But in the technology sector, which devotes itself to the pursuit of the new, it's particularly easy to forget history. Consider the prevalence of all those networking events for young techies--a phenomenon that irks Goldberg, 53, to no end.

"It just precludes learning from people from whom you can learn the most," he says.

Some high-tech workers "have never seen a market downturn," he says. "They've never been in a situation where the phone wasn't ringing."

The tech sector teaches its denizens similar lessons about risk and reward, no matter the year, the veterans point out.

In a move reminiscent of the job hopping and boomeranging of recent times, Goldberg recalls being wined and dined to leave Mitre Corp. back in 1975. He spent two days at the new company, only to call his boss and ask to return to the firm--and quick.

"It was exactly a month, portal to portal, round trip," he says.

The moral, according to Goldberg: "Pay attention, but most things are not irreversible."

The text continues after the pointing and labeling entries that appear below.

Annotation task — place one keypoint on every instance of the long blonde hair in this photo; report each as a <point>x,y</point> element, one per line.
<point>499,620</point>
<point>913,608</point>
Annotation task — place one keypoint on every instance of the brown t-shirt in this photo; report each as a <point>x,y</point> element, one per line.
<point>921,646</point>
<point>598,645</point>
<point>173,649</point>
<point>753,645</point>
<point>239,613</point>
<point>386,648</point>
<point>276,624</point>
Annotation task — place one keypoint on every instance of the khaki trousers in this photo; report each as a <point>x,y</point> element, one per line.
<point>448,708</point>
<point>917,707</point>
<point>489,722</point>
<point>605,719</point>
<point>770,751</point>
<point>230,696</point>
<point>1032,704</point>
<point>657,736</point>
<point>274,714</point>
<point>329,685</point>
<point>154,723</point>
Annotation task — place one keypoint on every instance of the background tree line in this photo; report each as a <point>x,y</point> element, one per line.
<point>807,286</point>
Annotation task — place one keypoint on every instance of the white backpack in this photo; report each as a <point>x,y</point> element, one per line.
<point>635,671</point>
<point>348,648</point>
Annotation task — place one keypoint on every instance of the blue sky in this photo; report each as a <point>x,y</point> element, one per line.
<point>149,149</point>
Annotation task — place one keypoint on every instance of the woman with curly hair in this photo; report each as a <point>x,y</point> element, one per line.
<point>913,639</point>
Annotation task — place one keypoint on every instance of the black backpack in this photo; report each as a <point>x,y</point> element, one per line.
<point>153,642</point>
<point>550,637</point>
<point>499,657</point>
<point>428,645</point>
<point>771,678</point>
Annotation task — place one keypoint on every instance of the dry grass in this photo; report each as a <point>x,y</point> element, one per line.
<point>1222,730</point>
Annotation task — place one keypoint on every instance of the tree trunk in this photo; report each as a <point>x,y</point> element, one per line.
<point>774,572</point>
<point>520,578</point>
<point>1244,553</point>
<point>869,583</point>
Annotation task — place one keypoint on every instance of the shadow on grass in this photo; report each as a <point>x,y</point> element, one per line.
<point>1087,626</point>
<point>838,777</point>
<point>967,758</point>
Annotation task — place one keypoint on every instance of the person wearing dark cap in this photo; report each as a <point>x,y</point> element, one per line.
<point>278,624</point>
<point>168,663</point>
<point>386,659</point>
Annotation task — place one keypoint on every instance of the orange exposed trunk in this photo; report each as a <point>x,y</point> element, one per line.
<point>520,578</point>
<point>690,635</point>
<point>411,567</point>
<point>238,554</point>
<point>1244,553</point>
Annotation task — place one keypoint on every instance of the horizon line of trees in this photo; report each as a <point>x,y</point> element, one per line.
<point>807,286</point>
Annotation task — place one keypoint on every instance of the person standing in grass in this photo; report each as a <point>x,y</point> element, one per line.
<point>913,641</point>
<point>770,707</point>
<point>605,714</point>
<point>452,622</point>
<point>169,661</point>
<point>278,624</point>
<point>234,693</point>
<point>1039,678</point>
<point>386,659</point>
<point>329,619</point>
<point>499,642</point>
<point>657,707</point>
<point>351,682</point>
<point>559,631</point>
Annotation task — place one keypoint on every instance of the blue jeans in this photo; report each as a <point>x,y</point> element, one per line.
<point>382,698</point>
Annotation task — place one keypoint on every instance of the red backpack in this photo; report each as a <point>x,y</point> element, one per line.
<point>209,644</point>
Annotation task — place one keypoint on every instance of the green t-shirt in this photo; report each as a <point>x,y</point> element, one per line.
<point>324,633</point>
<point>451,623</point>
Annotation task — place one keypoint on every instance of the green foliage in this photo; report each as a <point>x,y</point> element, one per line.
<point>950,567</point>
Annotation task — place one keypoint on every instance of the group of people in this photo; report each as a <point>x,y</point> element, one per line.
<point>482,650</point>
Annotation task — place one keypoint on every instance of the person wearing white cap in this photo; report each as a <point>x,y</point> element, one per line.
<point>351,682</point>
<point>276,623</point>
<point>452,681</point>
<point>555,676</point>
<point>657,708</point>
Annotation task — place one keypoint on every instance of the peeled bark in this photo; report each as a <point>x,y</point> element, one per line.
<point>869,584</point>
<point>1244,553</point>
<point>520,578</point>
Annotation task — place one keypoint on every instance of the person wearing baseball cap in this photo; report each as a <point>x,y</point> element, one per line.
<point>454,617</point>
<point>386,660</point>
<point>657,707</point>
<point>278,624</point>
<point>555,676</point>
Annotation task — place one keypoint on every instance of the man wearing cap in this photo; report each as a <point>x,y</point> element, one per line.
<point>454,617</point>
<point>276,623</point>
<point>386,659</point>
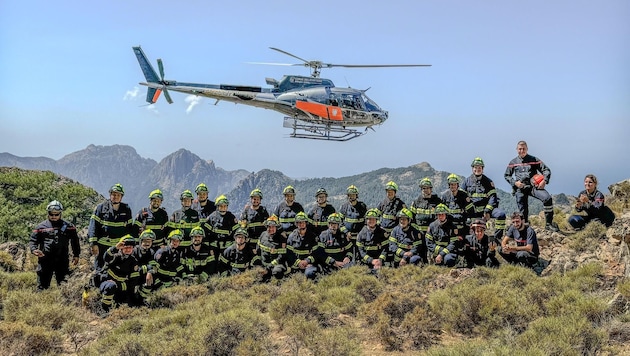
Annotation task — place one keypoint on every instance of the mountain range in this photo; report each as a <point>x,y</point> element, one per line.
<point>100,167</point>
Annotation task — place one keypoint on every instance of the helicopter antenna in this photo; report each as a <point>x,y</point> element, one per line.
<point>316,66</point>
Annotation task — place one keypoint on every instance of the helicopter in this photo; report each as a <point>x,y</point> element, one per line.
<point>314,107</point>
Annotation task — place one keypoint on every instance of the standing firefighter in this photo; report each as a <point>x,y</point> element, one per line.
<point>153,218</point>
<point>49,242</point>
<point>115,281</point>
<point>528,176</point>
<point>424,206</point>
<point>287,210</point>
<point>273,248</point>
<point>111,220</point>
<point>184,219</point>
<point>390,207</point>
<point>406,243</point>
<point>254,216</point>
<point>483,194</point>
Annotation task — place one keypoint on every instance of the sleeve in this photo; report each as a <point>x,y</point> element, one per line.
<point>74,240</point>
<point>509,174</point>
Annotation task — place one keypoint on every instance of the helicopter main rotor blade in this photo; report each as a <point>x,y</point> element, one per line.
<point>167,96</point>
<point>276,64</point>
<point>330,65</point>
<point>292,55</point>
<point>161,68</point>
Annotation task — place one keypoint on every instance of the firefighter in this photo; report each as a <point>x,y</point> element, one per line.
<point>484,197</point>
<point>253,217</point>
<point>591,201</point>
<point>115,285</point>
<point>142,279</point>
<point>272,247</point>
<point>111,220</point>
<point>287,210</point>
<point>198,257</point>
<point>424,206</point>
<point>220,226</point>
<point>442,240</point>
<point>301,248</point>
<point>202,205</point>
<point>236,258</point>
<point>520,244</point>
<point>49,242</point>
<point>318,216</point>
<point>390,207</point>
<point>184,219</point>
<point>153,217</point>
<point>520,173</point>
<point>479,249</point>
<point>353,212</point>
<point>406,243</point>
<point>372,243</point>
<point>459,204</point>
<point>337,248</point>
<point>169,261</point>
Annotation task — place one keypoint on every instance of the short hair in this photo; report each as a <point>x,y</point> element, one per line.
<point>593,178</point>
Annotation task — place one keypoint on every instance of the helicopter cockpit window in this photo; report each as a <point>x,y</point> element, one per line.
<point>369,104</point>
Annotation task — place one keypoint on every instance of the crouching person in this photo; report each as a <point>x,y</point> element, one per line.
<point>119,266</point>
<point>169,261</point>
<point>479,249</point>
<point>523,249</point>
<point>335,248</point>
<point>442,240</point>
<point>143,277</point>
<point>300,246</point>
<point>372,245</point>
<point>406,243</point>
<point>237,257</point>
<point>273,248</point>
<point>199,257</point>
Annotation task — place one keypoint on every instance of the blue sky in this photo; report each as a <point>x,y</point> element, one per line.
<point>553,73</point>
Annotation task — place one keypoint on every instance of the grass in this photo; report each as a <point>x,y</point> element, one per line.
<point>505,311</point>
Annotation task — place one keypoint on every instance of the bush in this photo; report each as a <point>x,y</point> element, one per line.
<point>18,338</point>
<point>575,302</point>
<point>563,335</point>
<point>297,297</point>
<point>587,240</point>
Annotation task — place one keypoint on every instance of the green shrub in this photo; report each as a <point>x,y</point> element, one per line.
<point>297,297</point>
<point>175,295</point>
<point>18,338</point>
<point>624,288</point>
<point>563,335</point>
<point>474,309</point>
<point>7,263</point>
<point>587,240</point>
<point>575,302</point>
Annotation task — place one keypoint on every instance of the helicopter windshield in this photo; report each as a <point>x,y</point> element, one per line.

Vint Cerf, senior vice president of Internet architecture and technology at WorldCom Inc., says his biggest challenge has been letting go of the familiar opportunity in favor of one with a riskier flavor. He initially turned down the job managing DARPA, the Defense Department unit where the Internet was born, thinking, "This is one of those jobs where if you screw up, it's really visible."

Cerf, 57, eventually took the position and spent six years there. Years later, he won a prestigious technology medal from President Clinton for his work on the project.